Agenda | Feb 27,2021
Sep 18 , 2021
By Halima Abate (MD) ( Halima Abate (MD) is a public health professional with over a decade of experience. She can be reached at halimabate@gmail.com. )
Healthcare is expensive. Different factors fuel costs, including rising incidence of chronic conditions, lifestyle choices, increased aging population, liability concerns, obsolete technology and efforts by the healthcare providers to improve profitability. The matter is no different in Ethiopia.
Recently, the Ministry of Health has put in place a fee rate revision payable for medical services provided by the public hospitals. These health cost rises make the healthcare spending for the government painful, and tradeoffs are inevitable such as reducing spending on education or charging citizens more for out of pocket payments. This will have far-ranging consequences as health systems result from a complex mixture of institutions, regulations, conventions, and historical accidents.

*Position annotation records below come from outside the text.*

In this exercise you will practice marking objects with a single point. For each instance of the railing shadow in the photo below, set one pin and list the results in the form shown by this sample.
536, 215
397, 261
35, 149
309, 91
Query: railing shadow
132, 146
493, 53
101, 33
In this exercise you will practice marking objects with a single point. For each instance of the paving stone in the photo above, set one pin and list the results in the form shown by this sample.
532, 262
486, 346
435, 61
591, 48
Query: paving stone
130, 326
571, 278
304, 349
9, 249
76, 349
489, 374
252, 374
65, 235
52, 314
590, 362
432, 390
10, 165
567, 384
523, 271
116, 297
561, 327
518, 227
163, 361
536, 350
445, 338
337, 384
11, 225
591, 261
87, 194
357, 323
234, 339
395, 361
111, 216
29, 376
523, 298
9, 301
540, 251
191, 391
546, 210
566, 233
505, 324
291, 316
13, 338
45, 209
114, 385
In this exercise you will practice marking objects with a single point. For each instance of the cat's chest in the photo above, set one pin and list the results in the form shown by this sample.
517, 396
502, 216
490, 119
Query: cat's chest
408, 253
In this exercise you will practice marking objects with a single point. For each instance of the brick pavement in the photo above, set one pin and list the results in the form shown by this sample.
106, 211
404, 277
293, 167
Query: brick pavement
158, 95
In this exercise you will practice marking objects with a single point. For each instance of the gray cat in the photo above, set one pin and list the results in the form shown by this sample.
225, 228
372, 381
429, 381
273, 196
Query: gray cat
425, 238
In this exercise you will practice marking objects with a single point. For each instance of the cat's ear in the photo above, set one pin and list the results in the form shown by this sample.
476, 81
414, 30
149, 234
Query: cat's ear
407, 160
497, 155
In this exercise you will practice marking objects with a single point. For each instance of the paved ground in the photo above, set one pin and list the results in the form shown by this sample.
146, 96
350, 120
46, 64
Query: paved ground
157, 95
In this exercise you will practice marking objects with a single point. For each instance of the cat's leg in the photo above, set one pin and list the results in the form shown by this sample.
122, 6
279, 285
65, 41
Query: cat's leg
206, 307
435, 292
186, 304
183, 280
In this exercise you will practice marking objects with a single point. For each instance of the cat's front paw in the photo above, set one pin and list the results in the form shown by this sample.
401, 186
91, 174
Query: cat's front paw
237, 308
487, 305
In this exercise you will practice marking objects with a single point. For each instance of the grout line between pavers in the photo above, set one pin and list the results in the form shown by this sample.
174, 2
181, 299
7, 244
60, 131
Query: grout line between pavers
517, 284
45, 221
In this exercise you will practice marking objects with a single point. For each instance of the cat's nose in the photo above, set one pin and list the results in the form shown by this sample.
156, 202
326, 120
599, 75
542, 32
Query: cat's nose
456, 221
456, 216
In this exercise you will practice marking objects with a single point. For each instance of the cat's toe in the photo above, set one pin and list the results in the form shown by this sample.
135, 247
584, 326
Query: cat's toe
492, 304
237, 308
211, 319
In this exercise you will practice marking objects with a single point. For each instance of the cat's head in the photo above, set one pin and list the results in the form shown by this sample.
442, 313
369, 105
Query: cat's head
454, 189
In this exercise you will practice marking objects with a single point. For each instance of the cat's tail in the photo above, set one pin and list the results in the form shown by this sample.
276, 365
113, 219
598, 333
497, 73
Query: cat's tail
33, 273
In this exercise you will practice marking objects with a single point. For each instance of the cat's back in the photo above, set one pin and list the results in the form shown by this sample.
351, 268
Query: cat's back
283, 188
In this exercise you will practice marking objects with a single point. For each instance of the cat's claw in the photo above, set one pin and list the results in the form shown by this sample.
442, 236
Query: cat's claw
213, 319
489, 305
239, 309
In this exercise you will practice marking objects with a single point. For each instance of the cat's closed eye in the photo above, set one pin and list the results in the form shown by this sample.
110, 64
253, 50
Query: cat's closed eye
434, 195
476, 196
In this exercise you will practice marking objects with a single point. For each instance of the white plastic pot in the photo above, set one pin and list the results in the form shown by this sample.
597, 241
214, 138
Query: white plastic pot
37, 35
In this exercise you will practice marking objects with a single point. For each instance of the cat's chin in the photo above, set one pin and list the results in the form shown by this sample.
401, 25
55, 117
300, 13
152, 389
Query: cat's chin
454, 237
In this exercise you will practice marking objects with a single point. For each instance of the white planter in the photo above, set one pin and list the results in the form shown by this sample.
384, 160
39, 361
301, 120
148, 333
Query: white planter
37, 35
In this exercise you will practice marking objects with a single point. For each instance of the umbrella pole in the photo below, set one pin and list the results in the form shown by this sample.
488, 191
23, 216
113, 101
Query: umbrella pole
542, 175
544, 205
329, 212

Practical considerations often force decision-makers to deviate from the decisions they would make if faced only with the simple efficiency–equity maximisation problem. They have to consider political priorities and institutional constraints. Patients should normally pay the actual unit cost of services for under- or overutilisation not to occur. But there are always difficulties involved in tracking and allocating administrative overhead and other indirect costs to identify the true unit cost of health services.
For those with low incomes, and thus less likely to have health insurance, out-of-pocket spending is the norm. It makes health care unaffordable and inhibits their ability to access care where needed.
None of this takes away from the importance of healthcare nonetheless, which is still critical whether or not people can afford it.
Healthcare is regarded as a basic human need by most people. Accessing health and confronting disease challenges requires action across a range of activities in the health system. Enabling access to healthcare paves a way to obtain health and health-related services with the following three components: physical accessibility (availability of health services with reasonable reach); financial affordability (people’s ability to pay for services without financial hardship), and acceptability (willingness to seek services). Access ultimately ensures universal health coverage, defined as the obtainment of preventive, curative and rehabilitative health and health-related services without incurring financial damage. Though access to health care does not guarantee good health, without such access, health is certain to suffer.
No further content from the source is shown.